Изменить размер шрифта - +
Это были наброски, изображавшие стены монастырей и тюрем. Моя мать отвернулась, а отец оттолкнул их от себя, сказав:

— Совсем мне это не по душе.

— Но вы, разумеется, любите музыку, — сказал настоятель, — вы должны послушать, как он играет и поет.

В соседней комнате был небольшой орган; моей матери не разрешили туда войти, отец же был допущен слушать мое исполнение. Не думая, я выбрал арию из «Жертвоприношения Иеффая»[24]. Отца она взволновала, и он попросил меня не продолжать. Настоятель решил, что это не только дань уважения моему таланту, но и признание силы его ордена, и рукоплескал сверх всякой меры и порою даже не к месту. До этой минуты мне и в голову не приходило, что из-за меня могут спорить враждующие стороны. Настоятель решил сделать из меня иезуита и поэтому утверждал, что я в здравом уме . Монахам же хотелось, чтобы их потешили изгнанием из меня бесов, либо костром аутодафе, либо еще какой безделицей в том же роде и тем самым скрасили унылое однообразие монастырской жизни. Поэтому они были заинтересованы в том, чтобы я рехнулся, или в меня вселились бесы, и уж чтобы во всяком случае меня признали умалишенным или одержимым. Однако благие их пожелания так и не были удовлетворены. Будучи вызван в приемную, я вел себя  в точности так, как полагалось, и на следующий день мне предстояло принять обет.

На следующий день! О, если бы я только мог описать этот день! Но это невозможно — я погрузился в такое глубокое оцепенение, что перестал замечать вещи, которые, несомненно, поразили бы самого бесстрастного зрителя. Я был настолько погружен в себя, что хоть в памяти моей и остались сами события, я не в силах воскресить даже слабой тени тех чувств, которые они во мне вызывали. Ночь эту я спал глубоким сном, пока меня не разбудил стук в дверь.

— Дорогое дитя мое, чем ты занят сейчас? Я узнал голос настоятеля и ответил:

— Отец мой, я спал.

— А я ради тебя, дитя мое, истязал свою плоть; бич покраснел от моей крови.
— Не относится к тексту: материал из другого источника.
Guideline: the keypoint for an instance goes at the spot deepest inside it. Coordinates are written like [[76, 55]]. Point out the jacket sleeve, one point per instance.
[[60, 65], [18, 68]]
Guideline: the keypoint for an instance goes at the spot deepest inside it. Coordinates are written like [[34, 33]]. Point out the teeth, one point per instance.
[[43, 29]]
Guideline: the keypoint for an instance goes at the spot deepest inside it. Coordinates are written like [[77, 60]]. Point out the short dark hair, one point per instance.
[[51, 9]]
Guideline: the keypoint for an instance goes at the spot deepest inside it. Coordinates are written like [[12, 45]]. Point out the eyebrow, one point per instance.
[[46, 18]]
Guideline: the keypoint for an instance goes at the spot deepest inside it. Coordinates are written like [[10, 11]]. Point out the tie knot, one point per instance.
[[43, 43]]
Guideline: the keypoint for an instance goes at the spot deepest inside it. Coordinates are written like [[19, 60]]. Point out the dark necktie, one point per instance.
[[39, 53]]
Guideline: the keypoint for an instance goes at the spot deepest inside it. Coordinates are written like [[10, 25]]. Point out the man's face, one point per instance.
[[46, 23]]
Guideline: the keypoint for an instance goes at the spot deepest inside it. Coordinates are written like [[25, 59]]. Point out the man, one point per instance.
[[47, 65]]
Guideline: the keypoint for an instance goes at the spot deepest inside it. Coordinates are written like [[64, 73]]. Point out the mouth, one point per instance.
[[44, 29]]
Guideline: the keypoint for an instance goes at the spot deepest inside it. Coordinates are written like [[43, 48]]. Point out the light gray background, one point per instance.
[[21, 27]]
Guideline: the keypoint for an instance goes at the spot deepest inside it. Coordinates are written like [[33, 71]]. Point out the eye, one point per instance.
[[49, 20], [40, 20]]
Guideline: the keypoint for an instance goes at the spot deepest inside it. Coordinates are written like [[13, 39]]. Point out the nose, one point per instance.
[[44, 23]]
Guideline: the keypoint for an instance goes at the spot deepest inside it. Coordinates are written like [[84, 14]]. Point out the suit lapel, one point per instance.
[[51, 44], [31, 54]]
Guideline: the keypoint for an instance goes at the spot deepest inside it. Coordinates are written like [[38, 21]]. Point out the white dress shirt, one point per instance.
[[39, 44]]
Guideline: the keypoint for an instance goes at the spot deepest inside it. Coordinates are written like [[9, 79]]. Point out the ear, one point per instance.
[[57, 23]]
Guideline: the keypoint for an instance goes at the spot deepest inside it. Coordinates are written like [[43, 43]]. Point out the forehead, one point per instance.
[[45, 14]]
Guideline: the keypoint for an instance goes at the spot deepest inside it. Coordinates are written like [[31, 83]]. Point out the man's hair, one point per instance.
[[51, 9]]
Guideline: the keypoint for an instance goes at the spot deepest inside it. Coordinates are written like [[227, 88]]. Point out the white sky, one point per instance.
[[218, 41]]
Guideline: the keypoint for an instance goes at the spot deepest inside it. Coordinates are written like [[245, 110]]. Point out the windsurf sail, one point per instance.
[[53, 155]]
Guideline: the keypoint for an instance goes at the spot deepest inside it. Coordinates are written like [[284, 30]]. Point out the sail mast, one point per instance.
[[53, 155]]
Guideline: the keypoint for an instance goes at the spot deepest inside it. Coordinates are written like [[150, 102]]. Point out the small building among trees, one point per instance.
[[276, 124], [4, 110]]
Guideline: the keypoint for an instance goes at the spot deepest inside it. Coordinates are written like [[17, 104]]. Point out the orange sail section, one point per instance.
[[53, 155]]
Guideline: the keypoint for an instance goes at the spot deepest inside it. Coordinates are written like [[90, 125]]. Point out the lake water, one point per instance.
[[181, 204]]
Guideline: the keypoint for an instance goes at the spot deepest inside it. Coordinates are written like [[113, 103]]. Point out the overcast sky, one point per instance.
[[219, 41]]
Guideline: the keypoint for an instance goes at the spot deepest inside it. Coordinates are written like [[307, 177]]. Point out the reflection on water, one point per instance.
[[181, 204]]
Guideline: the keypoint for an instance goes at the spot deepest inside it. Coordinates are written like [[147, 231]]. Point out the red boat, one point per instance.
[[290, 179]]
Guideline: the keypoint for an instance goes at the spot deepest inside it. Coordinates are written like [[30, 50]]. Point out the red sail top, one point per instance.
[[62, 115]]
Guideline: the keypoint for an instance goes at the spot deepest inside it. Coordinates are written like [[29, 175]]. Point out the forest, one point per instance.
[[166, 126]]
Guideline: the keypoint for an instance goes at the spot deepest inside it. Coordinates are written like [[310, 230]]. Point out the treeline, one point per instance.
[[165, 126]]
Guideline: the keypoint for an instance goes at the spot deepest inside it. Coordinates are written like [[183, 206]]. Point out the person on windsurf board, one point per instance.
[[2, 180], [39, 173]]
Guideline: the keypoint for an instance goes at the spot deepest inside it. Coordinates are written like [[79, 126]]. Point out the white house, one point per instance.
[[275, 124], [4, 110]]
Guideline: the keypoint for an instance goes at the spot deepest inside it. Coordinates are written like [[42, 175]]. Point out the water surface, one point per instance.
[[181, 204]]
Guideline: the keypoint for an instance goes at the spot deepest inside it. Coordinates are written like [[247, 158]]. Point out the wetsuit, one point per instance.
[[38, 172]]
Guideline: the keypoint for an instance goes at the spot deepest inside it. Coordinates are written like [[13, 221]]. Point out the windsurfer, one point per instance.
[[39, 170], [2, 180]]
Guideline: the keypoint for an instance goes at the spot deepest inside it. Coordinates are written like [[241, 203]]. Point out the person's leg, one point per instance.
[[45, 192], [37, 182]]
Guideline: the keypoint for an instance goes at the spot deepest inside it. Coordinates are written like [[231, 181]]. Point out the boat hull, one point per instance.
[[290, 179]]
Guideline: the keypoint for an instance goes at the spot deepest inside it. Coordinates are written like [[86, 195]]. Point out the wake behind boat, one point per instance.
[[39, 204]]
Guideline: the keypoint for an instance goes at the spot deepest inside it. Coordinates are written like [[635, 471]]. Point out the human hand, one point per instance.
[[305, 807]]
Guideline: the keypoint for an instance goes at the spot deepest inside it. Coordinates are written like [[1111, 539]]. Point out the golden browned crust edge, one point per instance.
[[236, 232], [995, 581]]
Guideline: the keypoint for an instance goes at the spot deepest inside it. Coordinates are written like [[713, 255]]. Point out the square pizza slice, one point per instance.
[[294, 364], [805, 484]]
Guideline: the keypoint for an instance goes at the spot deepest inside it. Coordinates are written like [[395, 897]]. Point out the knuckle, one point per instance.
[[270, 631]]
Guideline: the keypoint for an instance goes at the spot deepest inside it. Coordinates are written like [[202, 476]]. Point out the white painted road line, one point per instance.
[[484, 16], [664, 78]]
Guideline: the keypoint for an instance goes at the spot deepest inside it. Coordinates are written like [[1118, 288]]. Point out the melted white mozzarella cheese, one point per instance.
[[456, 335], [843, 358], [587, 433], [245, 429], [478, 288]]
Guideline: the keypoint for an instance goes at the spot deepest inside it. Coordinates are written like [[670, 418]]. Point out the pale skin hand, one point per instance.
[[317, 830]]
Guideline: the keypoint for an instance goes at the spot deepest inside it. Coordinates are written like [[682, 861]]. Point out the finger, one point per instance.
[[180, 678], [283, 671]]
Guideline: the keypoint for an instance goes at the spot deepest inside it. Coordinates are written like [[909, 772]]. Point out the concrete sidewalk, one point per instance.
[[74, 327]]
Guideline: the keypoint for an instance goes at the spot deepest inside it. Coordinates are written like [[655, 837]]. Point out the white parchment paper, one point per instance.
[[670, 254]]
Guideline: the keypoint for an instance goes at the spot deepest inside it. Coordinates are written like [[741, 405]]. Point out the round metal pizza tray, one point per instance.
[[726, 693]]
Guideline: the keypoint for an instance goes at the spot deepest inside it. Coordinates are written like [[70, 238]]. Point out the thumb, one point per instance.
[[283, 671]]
Я ничего не ответил, ибо понимал, что предатель в большей степени заслужил удары бича, чем тот, кого он предал. Однако я ошибался; настоятеля действительно терзали укоры совести, и он наложил на себя это покаяние не столько за свои собственные прегрешения, сколько по случаю моего упорства и безумия. Но увы! До чего же лжив тот договор с богом, который мы скрепляем собственной кровью ! Не господь ли сказал, что он не приемлет ни одной жертвы, даже заклания агнца, совершенной с сотворения мира! Два раза в течение ночи настоятель тревожил меня, и оба раза я отвечал ему теми же словами. Он, без сомнения, был искренен: он думал, что делает все во имя бога, и его окровавленные плечи свидетельствовали о его рвении. Но я настолько окостенел духовно, что ничего не чувствовал, не слышал, не понимал. Поэтому, когда он постучал ко мне в келью второй и третий раз, чтобы рассказать мне о том, какому бичеванию он себя подверг и сколь действенным оказалось его общение с богом, я ответил:

— Неужели же преступник не имеет права выспаться перед казнью?

Услыхав эти слова, которые, должно быть, заставили его содрогнуться, настоятель упал простертый перед дверью моей кельи, а я снова уснул. И сквозь сон до меня долетели голоса монахов, которые подняли настоятеля с пола и унесли его в келью.

Они сказали:

— Он неисправим, вы напрасно перед ним унижаетесь. Вот увидите, когда он станет нашим , это будет совсем другой человек, это он тогда будет лежать простертым перед вами.

Больше я ничего не услышал.

Наступило утро. Я знал, что оно должно принести мне; воображение мое рисовало мне всю эту сцену. Мне казалось, что я вижу слезы на глазах у моих родителей и проявление сочувствия со стороны братии. Мне казалось, что руки священников, держащих кадила, дрожат и что дрожь эта передается даже причетникам, придерживающим их рясы.